Decrementing numbers based on total percent change to reach a desired average?

I'm trying to decrement numbers across 12 months based on total percent change but keep the average of the numbers consistent. I've tried a few different approaches that have not resulted in what I'm looking for. This is driving me crazy and I would really appreciate some help!

I've attached below image as example. My starting number in Jan is 26. My average target for the year is 20. Originally I had it so that I was equally dividing the numbers across the remaining months but I instead wanted a decrimental change. (ex. 26 -> 25 -> 24, etc until total average equals target of 20)

What I've tried:

Calculated total percent change from starting number of 26 to 20 (23% decrease)
Dividing this by the remaining months (23%/11 = 2.098%)
Using this to get % decrease by month, which is obviously not the right approach, image below of what I've attempted:

Solution

Intuitively you'd need to pair up the starting number (26) with 14, next number 23 with 15 etc. in each case making a total of 40 so the average of the two numbers is 20 so the average of the total must also be 20. However it doesn't quite work:

Oops - there is no month with 20 in it so it isn't an unbroken sequence. But -1 is a pretty good estimate of the decrement.

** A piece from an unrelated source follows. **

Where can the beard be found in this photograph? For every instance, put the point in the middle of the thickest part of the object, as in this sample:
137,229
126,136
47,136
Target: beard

More formally, if you are looking for a constant decrement, you could use the standard formula for an arithmetic progression and work out what the exact decrement would have to be:

 Sn = n/2[2a + (n − 1) × d]

where a is the starting value (26), n is the number of terms (12) and d, the decrement is unknown.

But this must be equal to the number of terms (12) * the required average (20) so you have

n/2[2a + (n − 1) × d] = 20n

[2a + (n − 1) × d] = 40

52 + 11 × d = 40

11 × d = -12

d = -12/11

= -1.0909...

If you wanted to achieve the same average by multiplying each month's value by a constant percentage then it would be a geometric progression and you could do a similar calculation using the appropriate formula.

OK here is the GP approach. Here we have:

Sn = a(1 - r^n) / (1 - r)

This must be equal to 12*20 as before, and we have a=26 and n=12 which gives us

26(1-r^12) / (1-r) = 240

1-r^12 / (1-r)= 240/26

Let's call the right-hand side k for convenience and we end up with

kr-r^12=k-1

A solution doesn't exactly leap out at me but the solver gives

r = 0.950799904605293

If we plug these values in we get

It turns out in the linear case that we could have just gone with our gut that the first and last numbers should be 26 and 14, then divide the range from 14 to 26 into 11 equal intervals.